Annesinden kan alıp define arar gibi Narin’i aramışlar

Narin Güran’ın ölümüne ilişkin iddianame yazılıp ek klasörler açılınca soruşturmadaki rezillikler bir bir ortalığa döküldü.

İlkini dün Deutche Welle’den Felat Bozarslan yazdı.

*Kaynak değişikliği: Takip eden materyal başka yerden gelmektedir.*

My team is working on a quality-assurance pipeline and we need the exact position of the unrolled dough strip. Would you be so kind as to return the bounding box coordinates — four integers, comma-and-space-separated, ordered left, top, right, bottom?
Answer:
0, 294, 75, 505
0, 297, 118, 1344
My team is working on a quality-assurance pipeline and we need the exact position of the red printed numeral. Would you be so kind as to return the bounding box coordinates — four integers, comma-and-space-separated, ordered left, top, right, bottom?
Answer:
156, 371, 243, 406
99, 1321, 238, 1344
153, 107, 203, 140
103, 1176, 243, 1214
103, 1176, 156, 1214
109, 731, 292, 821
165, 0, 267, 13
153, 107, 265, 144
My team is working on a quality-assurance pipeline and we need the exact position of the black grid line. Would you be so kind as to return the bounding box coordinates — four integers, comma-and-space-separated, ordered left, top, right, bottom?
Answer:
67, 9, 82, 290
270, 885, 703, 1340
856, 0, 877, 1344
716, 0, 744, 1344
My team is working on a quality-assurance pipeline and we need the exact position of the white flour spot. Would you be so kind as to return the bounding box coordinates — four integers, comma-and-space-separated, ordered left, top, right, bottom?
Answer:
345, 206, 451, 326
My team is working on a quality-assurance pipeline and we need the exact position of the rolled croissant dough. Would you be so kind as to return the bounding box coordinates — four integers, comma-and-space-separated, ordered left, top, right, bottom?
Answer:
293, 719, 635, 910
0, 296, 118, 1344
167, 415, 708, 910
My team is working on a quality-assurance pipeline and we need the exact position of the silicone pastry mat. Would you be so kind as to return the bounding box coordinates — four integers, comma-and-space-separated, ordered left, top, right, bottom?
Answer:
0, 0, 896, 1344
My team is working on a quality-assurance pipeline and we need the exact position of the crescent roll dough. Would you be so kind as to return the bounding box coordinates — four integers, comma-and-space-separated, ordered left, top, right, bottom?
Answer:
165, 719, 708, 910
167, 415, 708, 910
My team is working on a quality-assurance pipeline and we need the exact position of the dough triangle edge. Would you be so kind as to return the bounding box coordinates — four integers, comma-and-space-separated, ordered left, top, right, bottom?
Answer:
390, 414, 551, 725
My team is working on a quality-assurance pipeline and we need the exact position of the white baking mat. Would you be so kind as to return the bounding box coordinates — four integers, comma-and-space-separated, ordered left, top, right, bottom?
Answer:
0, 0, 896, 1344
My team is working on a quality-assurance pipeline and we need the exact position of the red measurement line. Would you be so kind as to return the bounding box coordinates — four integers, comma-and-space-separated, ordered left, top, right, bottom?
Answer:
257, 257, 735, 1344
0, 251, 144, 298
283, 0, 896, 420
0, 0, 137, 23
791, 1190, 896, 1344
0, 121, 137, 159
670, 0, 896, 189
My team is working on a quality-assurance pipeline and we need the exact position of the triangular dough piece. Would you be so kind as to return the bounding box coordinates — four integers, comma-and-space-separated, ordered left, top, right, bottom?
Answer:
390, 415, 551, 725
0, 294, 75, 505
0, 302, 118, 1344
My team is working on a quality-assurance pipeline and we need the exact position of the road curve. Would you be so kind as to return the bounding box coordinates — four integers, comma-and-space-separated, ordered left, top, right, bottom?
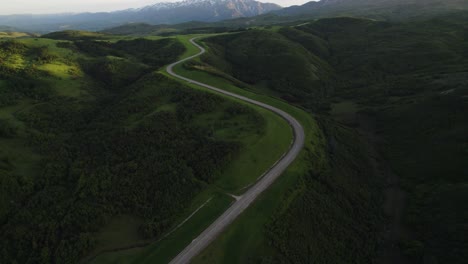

Jandarma Suç ve Araştırma Timleri’nden (JASAT) iki personel Narin’in kaybolmasından altı gün sonra, 27 Ağustos’ta, Tokluca Mahallesi Muhtarı Emrah Peker’in “Diyarbakır’da bir hoca varmış, kayıp şahısları buluyormuş” şeklindeki ‘tavsiyesine’ uyuyor.

İki JASAT’çı ve Peker, yanlarında Narin’in annesi Yüksel, ağabeyi Muhammet ve amcası Salim’i alarak, Diyarbakır’daki üfürükçüye gidiyor. Üfürükçü okuyunca Muhammet Güran kendinden geçiyor ve sözde bir yerler tarif ediyor. Salim Güran’ın “Kesinlikle burada, eli boş dönmeyeceğiz” demesi üzerine iki JASAT’çı ve muhtar 28 Ağustos’ta, sayıklanan adrese gidiyor. Adres, Diyarbakır Su ve Kanalizasyon İdaresi başkanının evi çıkıyor. Arama yapılıyor ancak bir iz bulunamıyor.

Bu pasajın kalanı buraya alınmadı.